Happens when training on batched data with warm_start = True and the data is unbalanced.
Error:
/Users/x/anaconda3/lib/python3.7/site-packages/numpy/core/_asarray.py:136: VisibleDeprecationWarning: **Creating an ndarray from ragged nested sequences (which is a list-or-tuple of lists-or-tuples-or ndarrays with different lengths or shapes)** is deprecated. If you meant to do this, you must specify 'dtype=object' when creating the ndarray
return array(a, dtype, copy=False, order=order, subok=True)
Traceback (most recent call last):
ml-pipeline/src/treeint_simple_example.py", line 22, in <module>
test_predict_prob, bias, contributions = ti.predict(rf, test_data.head(2))
File "/Users/x/anaconda3/lib/python3.7/site-packages/treeinterpreter/treeinterpreter.py", line 212, in predict
return _predict_forest(model, X, joint_contribution=joint_contribution)

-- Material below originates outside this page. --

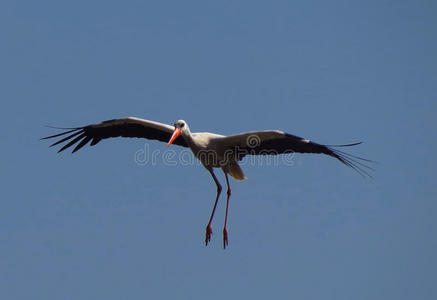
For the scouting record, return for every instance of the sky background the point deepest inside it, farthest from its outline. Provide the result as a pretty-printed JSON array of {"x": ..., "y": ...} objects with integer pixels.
[{"x": 99, "y": 225}]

File "/Users/x/anaconda3/lib/python3.7/site-packages/treeinterpreter/treeinterpreter.py", line 166, in _predict_forest
return (np.mean(predictions, axis=0), np.mean(biases, axis=0),
File "<__array_function__ internals>", line 6, in mean
File "/Users/x/anaconda3/lib/python3.7/site-packages/numpy/core/fromnumeric.py", line 3373, in mean
out=out, **kwargs)
File "/Users/x/anaconda3/lib/python3.7/site-packages/numpy/core/_methods.py", line 144, in _mean
arr = asanyarray(a)
File "/Users/x/anaconda3/lib/python3.7/site-packages/numpy/core/_asarray.py", line 136, in asanyarray
return array(a, dtype, copy=False, order=order, subok=True)
**ValueError: could not broadcast input array from shape (2,1) into shape (2)**
Reproduction:
from sklearn.ensemble import RandomForestClassifier
from treeinterpreter import treeinterpreter as ti
import pandas as pd
# Random forest that can train on chunks of data.

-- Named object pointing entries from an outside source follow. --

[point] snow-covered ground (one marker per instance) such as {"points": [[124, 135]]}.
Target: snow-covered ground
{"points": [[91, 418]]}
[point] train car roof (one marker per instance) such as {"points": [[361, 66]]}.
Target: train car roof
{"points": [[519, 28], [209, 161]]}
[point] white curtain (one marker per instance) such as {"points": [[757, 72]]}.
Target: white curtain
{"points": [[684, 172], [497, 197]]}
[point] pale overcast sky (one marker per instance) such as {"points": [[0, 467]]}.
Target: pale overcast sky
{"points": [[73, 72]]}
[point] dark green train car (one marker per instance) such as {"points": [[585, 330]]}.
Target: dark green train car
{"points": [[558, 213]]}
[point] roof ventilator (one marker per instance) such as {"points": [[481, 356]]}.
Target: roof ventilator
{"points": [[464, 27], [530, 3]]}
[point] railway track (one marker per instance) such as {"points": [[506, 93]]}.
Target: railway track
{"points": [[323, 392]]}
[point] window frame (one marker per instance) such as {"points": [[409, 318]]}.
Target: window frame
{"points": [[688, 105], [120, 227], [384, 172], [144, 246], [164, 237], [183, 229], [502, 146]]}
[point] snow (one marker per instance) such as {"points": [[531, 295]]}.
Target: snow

rf = RandomForestClassifier(warm_start=True, n_estimators=1)
# data of chunk1
chunk1_data_vec = [0, 0]
chunk1_df = pd.DataFrame(data={'label': chunk1_data_vec, 'features1': chunk1_data_vec, 'features2': chunk1_data_vec})
# data of chunk2
chunk2_data_vec = [0, 0, 1, 1, 0, 0, 1, 1]
chunk2_df = pd.DataFrame(data={'label': chunk2_data_vec, 'features1': chunk2_data_vec, 'features2': chunk2_data_vec})
# fit first chunk of data that has a single label
rf.fit(X=chunk1_df.drop(['label'], axis='columns'), y=chunk1_df['label'])
# fit second chunk of data that has 2 labels
rf.n_estimators += 1
rf.fit(X=chunk2_df.drop(['label'], axis='columns'), y=chunk2_df['label'])
# test
test_data = chunk2_df.drop(['label'], axis='columns')
# regular predict
rf.predict_proba(test_data)
# tree interpreter predict
test_predict_prob, bias, contributions = ti.predict(rf, test_data.head(2))